# Friday Happy Hour on the Elizabeth River



## chest2head&glassy (Jul 2, 2002)

Friday Happy Hour on the Elizabeth River
Launched at the ramp at 430p to a swift outgoing tide. It was sunny and warm with calm winds (to start). There was plenty of boat traffic so I stayed on the shallows drifting the 1/4oz jig and Gulp! A few up and down drifts by "Ace's House" produced not a single hit. At 500, I finally got a hit and boated a 16" spec.
The boat traffic died so I took out the 3/8 jig and worked the deeper holes on the channel. Still nothing. A few hits that took the tails of the lure but nothing big. At this point the winds turned up a notch from the NE and made the paddle west an easy one with the wind and current but the paddle back was brutal.
At 530, Happy Hour started for the specs. I had switched back to the 1/4 oz jig and made a drift and immediately got bowed. She was a healthy fat 18" with some great shoulders to put up a fight on my med-light 7' rod/reel setup. Threw it back in and made about 10 paddle strokes until I got hit again. Another 17" fighter landed. I continued to make 2 more 100 yard drifts and boated 2 specs per drift. They were between 16"-17". These last few fish, I had switched from the Gulp! to the Bass Assassin with the same results. But it was Happy Hour for the specs so anything swimming was free game to them.
Got to the boat ramp at 600 and left them biting.

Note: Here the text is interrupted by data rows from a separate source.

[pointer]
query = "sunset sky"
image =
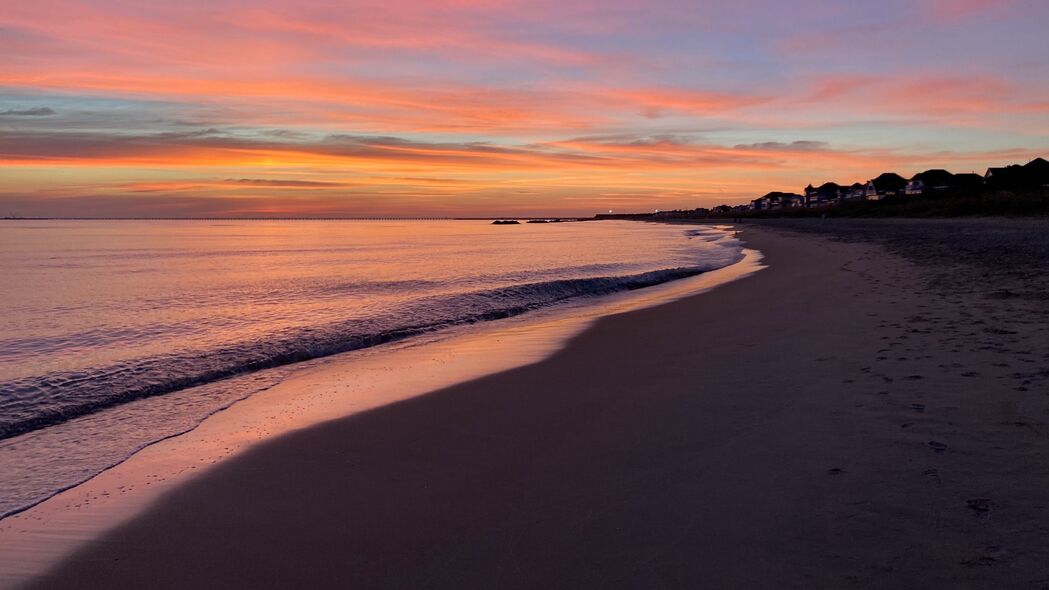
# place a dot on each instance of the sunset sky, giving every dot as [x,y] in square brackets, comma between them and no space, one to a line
[281,107]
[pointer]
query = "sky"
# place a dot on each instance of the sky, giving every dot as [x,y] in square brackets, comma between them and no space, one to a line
[482,107]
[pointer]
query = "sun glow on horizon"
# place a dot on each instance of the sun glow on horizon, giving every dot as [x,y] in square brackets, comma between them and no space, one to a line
[500,108]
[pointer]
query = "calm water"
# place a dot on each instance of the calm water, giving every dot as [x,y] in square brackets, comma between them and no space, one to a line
[118,334]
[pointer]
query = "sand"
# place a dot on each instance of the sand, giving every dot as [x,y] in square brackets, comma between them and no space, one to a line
[847,418]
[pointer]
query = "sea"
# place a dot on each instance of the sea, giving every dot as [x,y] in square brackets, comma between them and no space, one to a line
[118,334]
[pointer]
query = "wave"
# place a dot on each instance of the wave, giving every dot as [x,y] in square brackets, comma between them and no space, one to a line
[31,403]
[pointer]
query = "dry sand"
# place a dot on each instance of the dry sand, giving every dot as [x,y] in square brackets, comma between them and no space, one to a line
[847,418]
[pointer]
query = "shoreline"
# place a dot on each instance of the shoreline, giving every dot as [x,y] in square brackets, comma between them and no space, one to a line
[839,420]
[313,393]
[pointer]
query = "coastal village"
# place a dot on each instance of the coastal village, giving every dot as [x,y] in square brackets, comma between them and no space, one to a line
[1032,175]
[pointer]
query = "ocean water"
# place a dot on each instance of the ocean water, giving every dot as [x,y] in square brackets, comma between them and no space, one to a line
[119,334]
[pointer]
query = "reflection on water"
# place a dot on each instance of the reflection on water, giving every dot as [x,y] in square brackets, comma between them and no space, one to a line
[118,334]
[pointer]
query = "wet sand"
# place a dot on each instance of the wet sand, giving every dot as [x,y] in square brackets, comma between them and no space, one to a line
[847,418]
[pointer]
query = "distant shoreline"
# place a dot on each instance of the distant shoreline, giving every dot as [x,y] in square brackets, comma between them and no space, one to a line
[847,418]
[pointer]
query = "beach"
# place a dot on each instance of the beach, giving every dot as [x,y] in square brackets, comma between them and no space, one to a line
[868,412]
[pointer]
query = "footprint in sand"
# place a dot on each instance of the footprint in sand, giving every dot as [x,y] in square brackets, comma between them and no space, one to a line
[937,446]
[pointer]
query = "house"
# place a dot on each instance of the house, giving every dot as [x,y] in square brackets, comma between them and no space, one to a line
[1034,174]
[889,184]
[826,194]
[1037,172]
[856,191]
[775,199]
[966,182]
[929,181]
[1007,177]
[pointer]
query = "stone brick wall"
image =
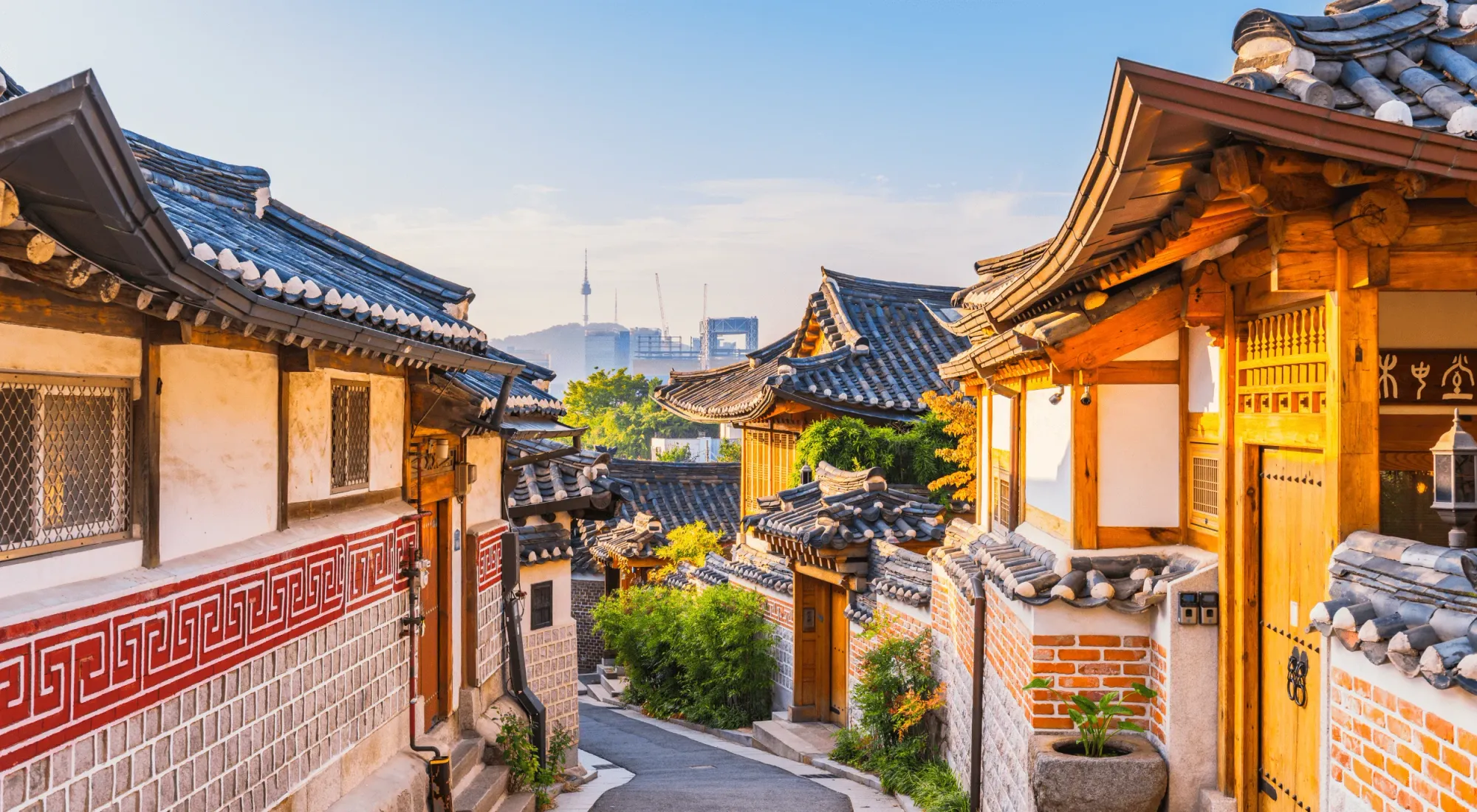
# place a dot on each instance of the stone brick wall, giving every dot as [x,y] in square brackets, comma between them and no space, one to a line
[553,656]
[586,593]
[243,740]
[1392,754]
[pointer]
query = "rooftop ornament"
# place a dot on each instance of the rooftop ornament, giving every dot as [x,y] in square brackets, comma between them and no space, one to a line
[1454,463]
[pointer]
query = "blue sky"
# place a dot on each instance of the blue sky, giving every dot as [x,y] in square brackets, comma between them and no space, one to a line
[739,145]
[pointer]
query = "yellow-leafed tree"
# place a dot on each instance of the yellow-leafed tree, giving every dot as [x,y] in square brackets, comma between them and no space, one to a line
[961,423]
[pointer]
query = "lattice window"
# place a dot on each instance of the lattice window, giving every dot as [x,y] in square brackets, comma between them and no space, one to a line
[1204,491]
[66,448]
[541,605]
[351,435]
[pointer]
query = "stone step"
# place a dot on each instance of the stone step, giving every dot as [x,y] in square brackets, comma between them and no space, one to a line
[482,791]
[466,757]
[518,802]
[797,742]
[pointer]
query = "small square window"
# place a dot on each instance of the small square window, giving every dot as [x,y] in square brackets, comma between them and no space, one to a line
[351,435]
[541,609]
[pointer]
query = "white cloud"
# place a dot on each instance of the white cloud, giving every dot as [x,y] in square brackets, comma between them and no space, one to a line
[758,246]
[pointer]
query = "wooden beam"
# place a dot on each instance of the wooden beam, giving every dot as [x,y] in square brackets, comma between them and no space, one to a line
[1085,470]
[1153,318]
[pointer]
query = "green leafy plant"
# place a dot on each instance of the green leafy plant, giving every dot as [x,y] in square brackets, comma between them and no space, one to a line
[705,656]
[676,454]
[522,757]
[621,414]
[1095,717]
[692,544]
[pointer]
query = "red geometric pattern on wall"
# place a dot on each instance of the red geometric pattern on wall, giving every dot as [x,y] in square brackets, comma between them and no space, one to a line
[490,557]
[70,674]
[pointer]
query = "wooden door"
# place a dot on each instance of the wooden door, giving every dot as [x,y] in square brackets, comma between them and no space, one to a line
[1293,579]
[432,661]
[812,650]
[840,644]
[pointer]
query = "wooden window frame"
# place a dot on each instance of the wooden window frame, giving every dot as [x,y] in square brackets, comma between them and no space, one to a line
[123,464]
[335,386]
[538,593]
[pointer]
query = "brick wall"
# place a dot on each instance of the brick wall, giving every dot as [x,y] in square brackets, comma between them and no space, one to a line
[553,656]
[584,596]
[1397,755]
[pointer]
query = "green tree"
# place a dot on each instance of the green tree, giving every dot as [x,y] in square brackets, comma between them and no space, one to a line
[676,454]
[692,544]
[621,414]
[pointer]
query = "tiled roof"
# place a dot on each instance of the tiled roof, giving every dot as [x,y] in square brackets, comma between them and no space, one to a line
[683,492]
[574,482]
[543,543]
[1404,603]
[1405,61]
[843,509]
[1035,575]
[881,354]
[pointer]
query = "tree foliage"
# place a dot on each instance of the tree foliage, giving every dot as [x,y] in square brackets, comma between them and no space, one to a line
[937,451]
[705,656]
[621,413]
[692,544]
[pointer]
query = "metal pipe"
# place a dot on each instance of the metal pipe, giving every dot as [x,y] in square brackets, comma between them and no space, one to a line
[977,712]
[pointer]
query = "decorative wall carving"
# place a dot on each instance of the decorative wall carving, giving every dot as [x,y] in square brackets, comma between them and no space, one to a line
[70,674]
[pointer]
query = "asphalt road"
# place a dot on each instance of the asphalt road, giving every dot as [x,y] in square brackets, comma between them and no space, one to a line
[676,774]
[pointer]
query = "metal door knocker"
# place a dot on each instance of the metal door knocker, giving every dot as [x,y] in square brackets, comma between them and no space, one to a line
[1298,677]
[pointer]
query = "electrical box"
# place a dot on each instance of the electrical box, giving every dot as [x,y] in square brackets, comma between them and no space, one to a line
[1210,609]
[1190,609]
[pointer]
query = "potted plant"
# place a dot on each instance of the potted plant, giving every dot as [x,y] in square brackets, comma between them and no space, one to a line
[1097,770]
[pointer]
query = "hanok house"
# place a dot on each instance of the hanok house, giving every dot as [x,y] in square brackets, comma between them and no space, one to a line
[1234,361]
[673,495]
[246,557]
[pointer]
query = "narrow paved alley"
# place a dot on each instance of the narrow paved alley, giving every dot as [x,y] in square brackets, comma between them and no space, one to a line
[683,771]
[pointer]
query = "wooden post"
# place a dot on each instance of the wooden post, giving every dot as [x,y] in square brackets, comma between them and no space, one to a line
[1352,441]
[1085,469]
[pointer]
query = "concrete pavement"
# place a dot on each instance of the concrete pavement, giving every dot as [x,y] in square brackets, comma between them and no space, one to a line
[677,770]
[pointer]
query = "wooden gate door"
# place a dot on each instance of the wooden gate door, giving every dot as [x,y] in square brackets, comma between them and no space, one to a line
[840,644]
[1295,578]
[812,650]
[432,662]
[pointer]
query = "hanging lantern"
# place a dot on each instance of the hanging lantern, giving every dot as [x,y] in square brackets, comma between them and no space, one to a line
[1454,466]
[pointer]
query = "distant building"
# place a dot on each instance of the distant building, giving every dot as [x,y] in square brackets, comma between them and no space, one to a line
[704,450]
[608,349]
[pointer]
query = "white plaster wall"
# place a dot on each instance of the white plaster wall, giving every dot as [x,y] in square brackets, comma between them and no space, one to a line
[558,572]
[1001,423]
[311,422]
[218,448]
[24,349]
[1138,455]
[485,497]
[1166,348]
[1049,454]
[1430,321]
[57,569]
[1204,368]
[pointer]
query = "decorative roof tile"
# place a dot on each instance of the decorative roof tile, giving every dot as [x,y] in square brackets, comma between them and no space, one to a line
[865,348]
[843,509]
[1404,61]
[1405,603]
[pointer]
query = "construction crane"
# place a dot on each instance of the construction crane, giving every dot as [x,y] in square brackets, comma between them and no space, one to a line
[659,306]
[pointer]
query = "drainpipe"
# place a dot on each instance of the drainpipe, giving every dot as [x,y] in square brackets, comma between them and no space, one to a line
[515,671]
[977,714]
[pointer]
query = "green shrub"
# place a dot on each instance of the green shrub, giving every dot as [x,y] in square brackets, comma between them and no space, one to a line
[705,656]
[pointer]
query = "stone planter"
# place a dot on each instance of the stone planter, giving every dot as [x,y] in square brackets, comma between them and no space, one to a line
[1134,782]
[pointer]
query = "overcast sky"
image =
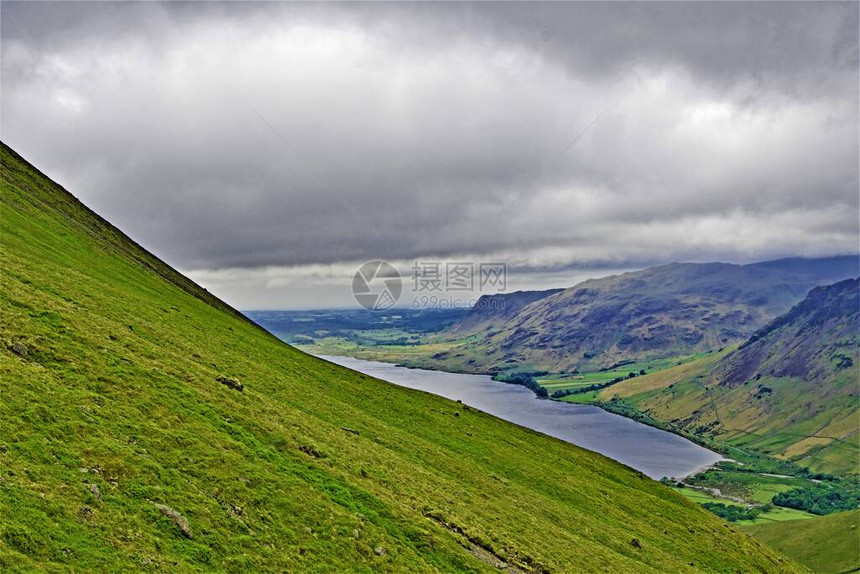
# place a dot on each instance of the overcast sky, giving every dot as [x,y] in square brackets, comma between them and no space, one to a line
[269,149]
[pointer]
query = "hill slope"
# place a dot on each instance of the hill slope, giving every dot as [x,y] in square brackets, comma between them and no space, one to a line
[676,309]
[791,390]
[827,545]
[122,450]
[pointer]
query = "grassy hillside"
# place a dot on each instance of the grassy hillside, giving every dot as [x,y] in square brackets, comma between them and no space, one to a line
[791,390]
[126,443]
[827,545]
[665,311]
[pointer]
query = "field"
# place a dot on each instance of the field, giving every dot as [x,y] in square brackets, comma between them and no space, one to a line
[776,514]
[827,545]
[147,426]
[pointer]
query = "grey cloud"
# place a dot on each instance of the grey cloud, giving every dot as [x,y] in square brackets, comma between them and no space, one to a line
[731,129]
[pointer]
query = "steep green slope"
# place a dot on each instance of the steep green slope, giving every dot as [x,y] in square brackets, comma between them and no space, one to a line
[121,450]
[827,545]
[676,309]
[791,390]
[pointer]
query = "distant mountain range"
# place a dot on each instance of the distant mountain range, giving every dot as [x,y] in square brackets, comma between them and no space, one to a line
[790,390]
[674,309]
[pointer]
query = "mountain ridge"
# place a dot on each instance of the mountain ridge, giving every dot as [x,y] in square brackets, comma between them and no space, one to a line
[672,309]
[125,448]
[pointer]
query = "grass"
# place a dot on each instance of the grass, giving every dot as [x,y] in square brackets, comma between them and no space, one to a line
[775,514]
[109,407]
[827,544]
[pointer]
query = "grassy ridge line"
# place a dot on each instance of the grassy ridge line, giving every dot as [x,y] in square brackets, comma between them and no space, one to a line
[828,545]
[108,386]
[48,195]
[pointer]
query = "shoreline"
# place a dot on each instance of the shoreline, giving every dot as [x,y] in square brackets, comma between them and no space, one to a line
[692,438]
[714,457]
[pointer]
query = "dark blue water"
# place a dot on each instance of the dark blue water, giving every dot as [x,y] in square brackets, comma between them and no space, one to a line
[655,452]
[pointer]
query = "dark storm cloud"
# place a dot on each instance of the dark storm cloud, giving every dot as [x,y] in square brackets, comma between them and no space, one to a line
[413,130]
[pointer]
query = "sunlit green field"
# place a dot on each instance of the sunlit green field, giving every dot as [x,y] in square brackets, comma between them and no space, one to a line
[826,544]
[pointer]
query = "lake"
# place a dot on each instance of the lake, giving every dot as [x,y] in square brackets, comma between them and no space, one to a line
[655,452]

chest2headandglassy.blogspot.com


----------



## AL_N_VB (Apr 3, 2002)

Purty werk Albie. The drums @ Sandbridge are happy one less bait will NOT be in the water this Fall..lol


----------



## JAM (Jul 22, 2002)

Pretty Work Man love to fish up there, used to fish the Ditch when it was a secret back in the 90's..Good Stuff.. JAM


----------



## jay b (Dec 1, 2002)

Which end of the river are you fishing ?? I live in Hickory and fish the Elizabeth from the locks to the mouth and it's good from end to end.


----------



## chest2head&glassy (Jul 2, 2002)

jay b said:


> Which end of the river are you fishing ?? I live in Hickory and fish the Elizabeth from the locks to the mouth and it's good from end to end.


Yes, same area - between the locks and shy of the steel bridge.


----------



## RuddeDogg (Mar 20, 2004)

Great work and great read. Congrats on the catch.


----------



## red_fish (Jul 22, 2007)

That's my HOOD!!!!!! Been getting a few 2-3 pounders in the mornings for a few weeks!


----------



## chest2head&glassy (Jul 2, 2002)

red_fish said:


> That's my HOOD!!!!!! Been getting a few 2-3 pounders in the mornings for a few weeks!


What yak are you in? I'm in an orange Trident 13. I'll be out there at least one of these weekday mornings this week.


----------



## jay b (Dec 1, 2002)

The TKAA tourney is this Saturday but I've got a couple of guys from work that are just getting into yak fishing that want to try it on Sunday, might see you out there.


----------



## bbcroaker (Jan 6, 2005)

Is Chesapeake Yachts open to launching yaks now?


----------